Allenby Commercial has converted Danish Buildings and the adjoining Grade II listed Bayles House into 17 studios that are being snapped up by architects, film-makers, marketing professionals, tattooists, hair stylists and others who are a perfect fit with the original brief to create new space to generate more creativity.
The two remaining units – which could be amalgamated into one – are being seen as the icing on the cake, offering a business location in the heart of Hull’s cobbled Old Town, overlooking the river Hull and the Humber beyond, and complete with juliet balconies.
The renovation has been supported with £250,000 from the Government’s Local Growth Fund, secured by the Humber LEP as part of the Government’s commitment to the Northern Powerhouse and the investment has made all the difference.
Stephen Parnaby, chairman of the Humber LEP, said: “We’re thrilled to see work complete on this historic Hull building, which we were pleased to support through the Local Growth Fund. Not only has it supported the regeneration of an important building in the Old Town, it has also supported the creation of new office space and enabled start-ups and existing businesses to grow their operations in a city centre location.”

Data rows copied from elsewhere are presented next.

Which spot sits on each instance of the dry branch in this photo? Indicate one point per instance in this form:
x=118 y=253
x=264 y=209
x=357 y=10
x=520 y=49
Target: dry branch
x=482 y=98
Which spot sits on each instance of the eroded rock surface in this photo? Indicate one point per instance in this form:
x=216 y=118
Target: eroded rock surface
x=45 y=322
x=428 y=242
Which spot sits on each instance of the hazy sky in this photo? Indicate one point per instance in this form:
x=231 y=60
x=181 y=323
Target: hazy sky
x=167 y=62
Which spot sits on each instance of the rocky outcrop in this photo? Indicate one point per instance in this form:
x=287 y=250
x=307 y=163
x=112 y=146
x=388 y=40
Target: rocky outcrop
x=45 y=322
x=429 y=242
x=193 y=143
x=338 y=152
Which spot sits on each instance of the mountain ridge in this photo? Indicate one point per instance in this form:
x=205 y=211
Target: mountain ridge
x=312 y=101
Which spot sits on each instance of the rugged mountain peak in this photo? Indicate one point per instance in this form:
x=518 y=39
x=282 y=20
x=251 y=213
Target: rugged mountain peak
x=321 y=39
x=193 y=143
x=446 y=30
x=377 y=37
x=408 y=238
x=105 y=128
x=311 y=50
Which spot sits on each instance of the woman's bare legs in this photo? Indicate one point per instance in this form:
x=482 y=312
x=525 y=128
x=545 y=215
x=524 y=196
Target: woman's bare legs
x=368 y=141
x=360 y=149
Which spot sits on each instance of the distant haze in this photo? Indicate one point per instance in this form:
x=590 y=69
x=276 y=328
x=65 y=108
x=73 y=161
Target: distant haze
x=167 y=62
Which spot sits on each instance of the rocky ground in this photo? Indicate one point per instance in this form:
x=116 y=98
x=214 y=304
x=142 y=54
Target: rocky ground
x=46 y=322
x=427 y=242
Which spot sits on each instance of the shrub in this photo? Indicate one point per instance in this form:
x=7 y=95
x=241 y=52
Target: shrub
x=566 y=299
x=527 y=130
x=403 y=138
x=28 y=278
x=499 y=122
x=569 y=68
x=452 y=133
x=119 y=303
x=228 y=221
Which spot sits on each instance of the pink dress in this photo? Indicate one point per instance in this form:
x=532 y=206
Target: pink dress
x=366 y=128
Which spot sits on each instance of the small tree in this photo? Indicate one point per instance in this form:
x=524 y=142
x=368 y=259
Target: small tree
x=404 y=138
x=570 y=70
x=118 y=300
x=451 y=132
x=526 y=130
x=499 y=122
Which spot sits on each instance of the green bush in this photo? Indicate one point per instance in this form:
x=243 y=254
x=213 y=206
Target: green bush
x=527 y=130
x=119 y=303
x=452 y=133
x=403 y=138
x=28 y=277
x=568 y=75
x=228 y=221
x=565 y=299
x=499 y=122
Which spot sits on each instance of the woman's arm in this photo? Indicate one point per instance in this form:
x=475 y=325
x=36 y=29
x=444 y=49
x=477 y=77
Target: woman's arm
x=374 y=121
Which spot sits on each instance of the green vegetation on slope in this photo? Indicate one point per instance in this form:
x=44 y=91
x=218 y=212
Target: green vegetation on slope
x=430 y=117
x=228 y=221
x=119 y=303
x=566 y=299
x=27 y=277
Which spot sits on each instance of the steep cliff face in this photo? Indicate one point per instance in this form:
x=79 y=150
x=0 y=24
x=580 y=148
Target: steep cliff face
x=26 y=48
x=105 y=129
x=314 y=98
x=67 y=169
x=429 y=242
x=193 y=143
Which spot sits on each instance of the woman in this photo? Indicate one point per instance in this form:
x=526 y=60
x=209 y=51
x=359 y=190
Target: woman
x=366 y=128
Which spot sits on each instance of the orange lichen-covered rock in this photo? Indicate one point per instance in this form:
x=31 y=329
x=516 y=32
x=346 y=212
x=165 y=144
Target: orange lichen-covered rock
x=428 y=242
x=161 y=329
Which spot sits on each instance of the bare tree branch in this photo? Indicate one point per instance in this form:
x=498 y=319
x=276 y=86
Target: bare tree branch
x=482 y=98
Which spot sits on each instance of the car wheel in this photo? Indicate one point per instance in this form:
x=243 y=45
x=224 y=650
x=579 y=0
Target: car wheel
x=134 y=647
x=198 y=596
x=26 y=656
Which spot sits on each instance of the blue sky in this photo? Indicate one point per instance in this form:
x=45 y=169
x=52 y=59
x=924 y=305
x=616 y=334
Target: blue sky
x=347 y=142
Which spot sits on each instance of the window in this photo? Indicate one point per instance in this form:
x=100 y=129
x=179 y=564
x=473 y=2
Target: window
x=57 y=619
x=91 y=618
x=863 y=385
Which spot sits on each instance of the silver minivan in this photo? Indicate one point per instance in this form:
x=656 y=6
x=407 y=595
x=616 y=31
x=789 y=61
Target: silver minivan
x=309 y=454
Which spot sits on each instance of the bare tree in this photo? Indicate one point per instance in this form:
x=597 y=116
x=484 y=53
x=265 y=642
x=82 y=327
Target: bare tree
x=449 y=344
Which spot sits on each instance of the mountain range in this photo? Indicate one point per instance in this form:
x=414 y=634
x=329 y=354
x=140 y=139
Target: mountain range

Simon Clarke, minister for regional growth and local government, said: “I am delighted that the redevelopment of Danish Buildings has now completed, creating new jobs for the people of Hull and providing a much-needed boost to the riverside while preserving the rich heritage of these historic buildings.
“The Government invested £250,000 into this important development and I am pleased to see that small businesses and new start-ups are already benefitting from being able to grow their businesses in Hull city centre.”
Charlie Allenby (pictured above), business development manager at Allenby Commercial, said: “The support of Humber LEP was a very significant factor in the whole project. It enabled us to carry out much more of the restoration work which has become a key feature of both buildings.”
Parts of the property date back to the 17th century. Bayles House was originally built as a house in the 18th century and underwent alterations later that century and in the mid-19th century. It was listed in 1952 and sits next to the Scale Lane Bridge and the Lion & Key pub, and opposite Ye Olde Black Boy.
Allenbys began the renovation after buying the buildings from Hull City Council in 2017 and set about peeling back carpets and layers of history, exposing and then refurbishing old stone floors, restoring the original wall panels to extend their lives by another hundred years, removing plasterboard to reveal the fireplaces that have been there since construction, one in each studio.
Charlie said: “It has been a very delicate project, starting with Danish Buildings because that isn’t listed and we were able to proceed more quickly and meet the early demand for what has become a prized location.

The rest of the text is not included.